1. The Rise of the CISO
- Author
-
Gale, Doug
- Abstract
The late 1980s was an exciting time to be a CIO in higher education. Computing was being decentralized as microcomputers replaced mainframes, networking was emerging, and the National Science Foundation Network (NSFNET) was introducing the concept of an "internet" to hundreds of thousands of new users. Security wasn't much of an issue; the big debate on campus was whether to regulate access to the alt.sex newsgroups. An institution's systems group handled IT security as an afterthought. No one had a "chief information security officer" (CISO)--or anything like it. Now, two decades later, cyber security is routinely identified as the top concern of higher education CIOs, according to the Campus Computing Project's "2006 National Survey of Information Technology in US Higher Education." And with good reason: The CDW-G "Higher Education IT Security Report Card 2006" indicates that 56 percent of all higher education institutions have experienced at least one security incident in the last year.
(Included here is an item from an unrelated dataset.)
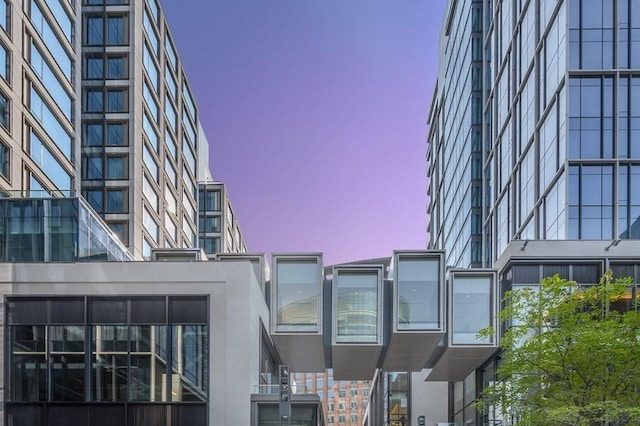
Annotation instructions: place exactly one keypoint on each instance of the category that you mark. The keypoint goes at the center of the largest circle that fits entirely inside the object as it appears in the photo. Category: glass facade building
(218, 226)
(55, 230)
(559, 114)
(533, 135)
The role of the CISO is evolving from a technologist responsible for computer systems administration, to someone with campuswide responsibility for information security policy, regulatory compliance, and financial tradeoffs, as well as technically oriented computer/network security and incident response. The author contends that regardless of how information security is organized, the function is only going to grow in importance and institutions must develop strategies for addressing new security challenges. Information security as an afterthought is no longer a viable option.